Federal Reserve Signals Some Tightening Changes Ahead

By Tom Burnett CFA

On September 22, 2021, the Federal Reserve issued its monthly policy Statement. Along with the formal Statement, the Fed released its updated set of economic projections for the next two years. While the Fed is not explicitly changing any benchmark indicators, the Statement does suggest that the program of monthly asset purchases will be curtailed soon. The Fed purchases $80 billion of Treasury bonds and $40 billion of mortgage-backed securities every month and it is this program that will be downsized in the near future. The Fed continues to look for inflation averaging 2% a year, but will tolerate a higher number over a short time span to get the overall average up to the 2% target level.

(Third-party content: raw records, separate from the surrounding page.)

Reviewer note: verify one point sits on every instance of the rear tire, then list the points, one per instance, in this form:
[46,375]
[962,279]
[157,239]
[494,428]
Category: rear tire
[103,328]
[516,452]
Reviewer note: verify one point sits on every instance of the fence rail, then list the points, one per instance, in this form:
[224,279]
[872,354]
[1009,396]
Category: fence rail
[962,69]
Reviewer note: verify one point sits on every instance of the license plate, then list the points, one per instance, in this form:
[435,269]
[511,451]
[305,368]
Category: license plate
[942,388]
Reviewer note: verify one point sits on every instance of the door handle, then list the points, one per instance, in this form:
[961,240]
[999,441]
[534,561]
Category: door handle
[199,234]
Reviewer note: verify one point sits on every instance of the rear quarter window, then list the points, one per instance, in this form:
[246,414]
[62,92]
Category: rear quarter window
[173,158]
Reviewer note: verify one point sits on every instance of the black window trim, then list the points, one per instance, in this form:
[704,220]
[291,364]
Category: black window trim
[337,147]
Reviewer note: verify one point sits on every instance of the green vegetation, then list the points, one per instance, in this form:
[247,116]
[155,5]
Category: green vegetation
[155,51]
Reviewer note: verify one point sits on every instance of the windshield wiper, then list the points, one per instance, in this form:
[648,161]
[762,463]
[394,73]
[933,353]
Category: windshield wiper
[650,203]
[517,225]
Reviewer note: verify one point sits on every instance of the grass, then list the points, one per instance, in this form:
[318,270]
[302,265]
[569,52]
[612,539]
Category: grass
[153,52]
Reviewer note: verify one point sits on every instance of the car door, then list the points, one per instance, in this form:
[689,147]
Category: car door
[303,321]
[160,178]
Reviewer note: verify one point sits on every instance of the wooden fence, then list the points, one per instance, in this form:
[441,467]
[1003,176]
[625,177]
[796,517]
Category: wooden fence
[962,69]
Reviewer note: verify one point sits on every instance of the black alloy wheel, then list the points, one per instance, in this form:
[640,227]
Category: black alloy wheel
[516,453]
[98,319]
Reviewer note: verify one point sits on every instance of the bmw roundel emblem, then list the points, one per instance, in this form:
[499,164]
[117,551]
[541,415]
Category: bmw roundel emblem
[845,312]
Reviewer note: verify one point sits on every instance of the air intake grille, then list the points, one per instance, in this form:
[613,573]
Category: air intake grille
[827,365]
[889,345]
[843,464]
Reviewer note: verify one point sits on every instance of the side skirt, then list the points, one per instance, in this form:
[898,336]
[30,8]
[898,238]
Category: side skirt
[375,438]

The Statement did not discuss specific interest rates, but the Table of Projections now assumes a fed funds rate of 0.3% in 2022, compared to the current range of 0-.25% which was repeated in the Statement today. In 2023, the rate forecast rises again to an average of 1.0% for the full year. In its June projections, the Fed expected no change in rates for 2022, and an increase to an average of 0.6% for 2023. In the bond market, rates moved slightly lower with the Ten-year bond trading in the 1.30-31% range.
The Fed Statement was issued unanimously.
The next Fed public Statement meeting will be November 2-3. At the December 14-15 meeting, the economic projections will be updated.